In 2011, Lodge played for both the New South Wales Under 16s and Under 18s teams.

In 2013 and 2014, Lodge played for the New South Wales Under 20s team. Lodge was representing the NSW under-20s side when he was given a 3-week suspension after he was televised with the word "CUNT" clearly written on his wrist strapping.

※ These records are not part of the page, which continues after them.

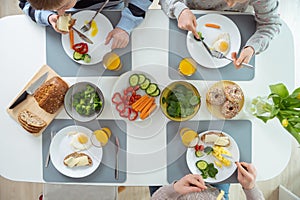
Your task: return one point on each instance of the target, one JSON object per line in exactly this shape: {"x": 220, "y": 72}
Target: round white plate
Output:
{"x": 96, "y": 50}
{"x": 197, "y": 50}
{"x": 224, "y": 172}
{"x": 123, "y": 82}
{"x": 60, "y": 147}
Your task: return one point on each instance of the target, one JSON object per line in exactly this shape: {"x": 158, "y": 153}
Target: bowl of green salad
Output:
{"x": 84, "y": 102}
{"x": 180, "y": 101}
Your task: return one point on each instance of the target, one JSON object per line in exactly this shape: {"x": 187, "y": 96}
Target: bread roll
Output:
{"x": 50, "y": 96}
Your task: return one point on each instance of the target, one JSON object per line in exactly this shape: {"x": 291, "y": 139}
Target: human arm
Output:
{"x": 131, "y": 17}
{"x": 188, "y": 184}
{"x": 247, "y": 177}
{"x": 268, "y": 24}
{"x": 38, "y": 16}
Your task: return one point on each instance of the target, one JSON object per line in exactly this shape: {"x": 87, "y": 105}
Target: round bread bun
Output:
{"x": 216, "y": 110}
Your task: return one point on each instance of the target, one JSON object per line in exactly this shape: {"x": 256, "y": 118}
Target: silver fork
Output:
{"x": 87, "y": 26}
{"x": 220, "y": 55}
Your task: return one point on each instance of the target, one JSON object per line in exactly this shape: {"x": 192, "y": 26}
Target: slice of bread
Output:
{"x": 31, "y": 122}
{"x": 65, "y": 22}
{"x": 77, "y": 159}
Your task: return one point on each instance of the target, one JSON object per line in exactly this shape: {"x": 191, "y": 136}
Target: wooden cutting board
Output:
{"x": 30, "y": 103}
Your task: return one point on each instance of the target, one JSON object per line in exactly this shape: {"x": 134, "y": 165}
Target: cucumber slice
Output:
{"x": 77, "y": 56}
{"x": 201, "y": 165}
{"x": 145, "y": 84}
{"x": 134, "y": 80}
{"x": 151, "y": 89}
{"x": 142, "y": 78}
{"x": 156, "y": 93}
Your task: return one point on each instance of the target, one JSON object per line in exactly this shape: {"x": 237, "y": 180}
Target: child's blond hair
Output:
{"x": 45, "y": 4}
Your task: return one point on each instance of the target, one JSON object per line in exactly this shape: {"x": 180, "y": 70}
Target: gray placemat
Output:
{"x": 60, "y": 62}
{"x": 239, "y": 130}
{"x": 105, "y": 173}
{"x": 178, "y": 50}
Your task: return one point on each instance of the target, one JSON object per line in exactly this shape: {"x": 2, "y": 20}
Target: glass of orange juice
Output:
{"x": 189, "y": 137}
{"x": 112, "y": 61}
{"x": 187, "y": 66}
{"x": 101, "y": 137}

On 2 May 2015, Lodge played for the Junior Kangaroos against Junior Kiwis.

== Statistics ==
- stats correct as of the end of round 10 2026

| Year | Team | Games | Tries | Pts |
| 2014 | Wests Tigers | 4 |  |  |
| 2015 | 8 |  |  |
| 2018 | Brisbane Broncos | 25 | 3 | 12 |
| 2019 | 22 | 1 | 4 |
| 2020 | 6 |  |  |
| 2021 | 12 |  |  |
| 2021 | New Zealand Warriors | 6 |  |  |
| 2022 | 8 |  |  |
| 2022 | Sydney Roosters | 9 | 2 | 8 |
| 2023 | 9 |  |  |
| 2023 | Manly Warringah Sea Eagles | 3 |  |  |
| 2024 | 9 |  |  |
| 2025 | 12 | 2 | 8 |
| 2026 | North Queensland Cowboys | 9 |  |  |
| 2026 | Leeds Rhinos | 1 |  |  |
|  | Totals | 149 | 8 | 32 |

As of 23 August 2026

==Assault charge and lawsuit in New York and NRL controversy==
On 16 October 2015, Lodge was arrested and charged with assault after he threatened two German tourists, chased them into a New York apartment building, and attacked a man who attempted to help. He proceeded to break into and smash furniture in the man's apartment, including punching a wall through the bathroom door where a nine-year-old boy was hiding, before being stopped by police. He was initially charged with felony burglary causing injury, but it was reduced to a misdemeanor charge of reckless assault as part of a plea deal. The victims then filed a civil lawsuit against Lodge for US$2 million in July 2016. In December 2016, Lodge avoided jail time, and was ordered to complete 200 hours of community service, quit drinking, and receive alcohol abuse and anger treatment. Lodge signed a 1-year contract worth an estimated AU$85,000 with Brisbane Broncos for the 2018 National Rugby League season. The NRL were scrutinised for supporting Lodge and allowing the deal to happen while the victims have not been legally compensated.